The Lantau Buffalo Association wants to buy and install surveillance cameras along South Lantau Road in a bid to prevent hit-and-run accidents like the one that left eight feral cows dead in June.
"It was cows then, but it could have easily been a child or a stopped car," said Lantau resident and buffalo enthusiast Clive Noffke at the group's annual meeting yesterday.
A woman, 49, was arrested and released on bail over the deaths at Tong Fuk village.
The association is also pushing to have the 50km/h speed limit lowered in the area. It says the limit was 30km/h in the past, because the Lantau International School is located in Tong Fuk.
"Even if you're going at the speed limit around those bends, it would be hard to stop in time," Noffke said.
The group has raised the issue with the government, but association chairwoman Ho Loy said cameras were yet to be installed along South Lantau Road, where illegal racing and speeding is known to occur. Temporary barriers were in place for a few years along the centre of the main road to encourage motorists to slow down, but these have been removed.

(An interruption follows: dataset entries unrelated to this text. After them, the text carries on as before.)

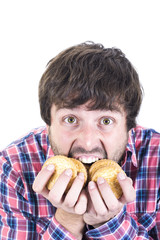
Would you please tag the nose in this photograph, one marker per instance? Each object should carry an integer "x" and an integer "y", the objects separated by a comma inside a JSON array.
[{"x": 88, "y": 138}]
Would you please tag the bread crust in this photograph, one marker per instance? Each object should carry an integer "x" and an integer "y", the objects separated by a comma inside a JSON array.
[{"x": 108, "y": 169}]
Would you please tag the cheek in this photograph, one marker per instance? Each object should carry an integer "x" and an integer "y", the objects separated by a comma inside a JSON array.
[{"x": 63, "y": 140}]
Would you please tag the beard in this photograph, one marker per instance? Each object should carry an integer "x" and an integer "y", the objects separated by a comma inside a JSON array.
[{"x": 116, "y": 156}]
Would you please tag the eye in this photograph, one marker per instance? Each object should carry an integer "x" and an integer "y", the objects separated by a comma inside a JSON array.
[
  {"x": 106, "y": 121},
  {"x": 70, "y": 120}
]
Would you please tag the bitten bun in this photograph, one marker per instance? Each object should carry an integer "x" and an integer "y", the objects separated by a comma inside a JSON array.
[
  {"x": 62, "y": 163},
  {"x": 108, "y": 169}
]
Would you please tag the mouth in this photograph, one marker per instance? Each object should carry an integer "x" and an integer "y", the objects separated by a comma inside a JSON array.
[{"x": 87, "y": 159}]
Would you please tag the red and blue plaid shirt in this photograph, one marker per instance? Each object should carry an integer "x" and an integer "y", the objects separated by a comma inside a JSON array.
[{"x": 25, "y": 214}]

From January to September this year, 17 feral cows or buffaloes were killed and 21 injured on Lantau, mostly by speeding vehicles, according to records kept by the association.
A government spokesman was not available for comment.
Feral cattle have been a point of contention among residents for years, regarded by some as a nuisance and by others as a precious part of the community and ecosystem. Most of them are found on Lantau and around Sai Kung. They are often the offspring of cows and buffaloes once raised by dairy farmers in parts of the New Territories.